Fears of a dangerous accident at Ukraine’s giant Zaporizhzhia nuclear power plant grew over the weekend after the evacuation of a nearby Russian-controlled town that is home to many plant workers.
The town of Enerhodar, located next to the plant, has been the site of ongoing attacks as Ukraine has intensified its assaults on the area.
“The general situation in the area near the Zaporizhzhya Nuclear Power Plant is becoming increasingly unpredictable and potentially dangerous,” said Rafael Grossi, head of the International Atomic Energy Agency, the United Nations’ nuclear watchdog, on Saturday.
“I’m extremely concerned about the very real nuclear safety and security risks facing the plant.”
Russian forces took over the Zaporizhzhia nuclear plant, the largest in Europe, soon after invading Ukraine in February 2022. They left Ukrainian staff in place to keep the plant running, and the six reactors have been placed in shutdown mode.
Yevgeny Balitsky, the Russia-installed governor of the Zaporizhzhia province, ordered the evacuation of civilians from 18 settlements in the area. Ukrainian officials said Sunday that the first residents being evacuated were locals who accepted Russian citizenship after the town was captured early in the war.

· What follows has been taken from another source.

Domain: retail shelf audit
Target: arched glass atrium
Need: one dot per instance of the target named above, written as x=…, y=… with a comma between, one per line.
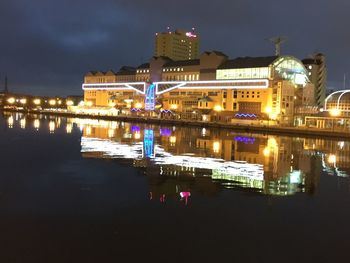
x=290, y=68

The settlements are about 30 to 40 miles from the front line of fighting between Ukraine and Russia, where Balitsky said Ukraine had stepped up attacks in the past several days.
Most of the plant staff live in Enerhodar, Grossi said, and the worsening attacks were creating “increasingly tense, stressful and challenging conditions for personnel and their families.”
Agency experts at the plant can “hear shelling on a regular basis,” he said.
“We must act now to prevent the threat of a severe nuclear accident and its associated consequence for the population and the environment,” Grossi said. “This major nuclear facility must be protected.”
Hopes of establishing a safety zone around the Soviet-era plant, which before the war produced about half of the nation’s electricity generated by nuclear power, have never materialized.
In the Ukrainian-held town of Nikopol, which also neighbors the power plant, officials said Sunday that a 72-year-old woman was killed and three other people were wounded in shelling by Russian forces.
Experts expect Ukraine to target the southern Zaporizhzhia region as part of its anticipated spring counteroffensive. In doing so, Ukraine could try to cut off Russia’s land corridor to the Crimean Peninsula and split Russian forces in two.
Ukraine has been making final preparations for the counteroffensive to retake Russian-held territory, bolstered by fresh supplies of weaponry and ammunition from its Western allies.
Ukrainian officials say the Russian military has been seen stepping up its transport of armored vehicles into the front-line Zaporizhzhia region.
Fierce fighting continued as well on Sunday in the eastern city of Bakhmut, which Russia has been trying to overrun for more than nine months.
Ukrainian forces have been clinging to a position in the western outskirts of Bakhmut, although a Russian Defense Ministry spokesman said Sunday that Russia had captured two added districts in the city’s west and northwest. The spokesman had no further details.
Ukraine accused Russia over the weekend of using phosphorus in Bakhmut, and the Ukraine Special Operations Forces released a video on Sunday that showed the white fire that phosphorus munitions produce.
The use of white phosphorous, an incendiary weapon designed to cause burns or set fires, is banned under international law in civilian areas. It is allowed for the purposes of illumination or creating smoke screens.
“This is being fired directly at Ukraine positions and this would be a war crime,” said Hamish de Bretton-Gordon, a chemical weapons expert and former British army colonel.
“I expect because the Russians have failed to take Bakhmut conventionally, they are now using unconventional tactics to burn the Ukrainian soldiers to death or to get them to flee.”
It was not possible to verify, however, where or when the video was made, and Russia has denied previous accusations that it was using phosphorus munitions.
The head of the Wagner paramilitary group that has been fighting for the Russians threatened last week to pull out of Bakhmut, complaining of a lack of ammunition.
But on Sunday, Wagner chief Yevgeny Prigozhin posted a message on his Telegram channel saying he had been promised more ammunition and weapons “to continue further operations.”
Both Ukrainian and Russian media reported weekend strikes across Russian-occupied Crimea.
The increasing attacks on Russian-held targets are considered by military experts to be a sign of Ukraine’s aim to destroy Russian infrastructure ahead of a ground assault.
In other fighting, Russian shelling on Saturday and overnight into Sunday killed six civilians and wounded four others in Ukraine’s southern Kherson region, according to local authorities.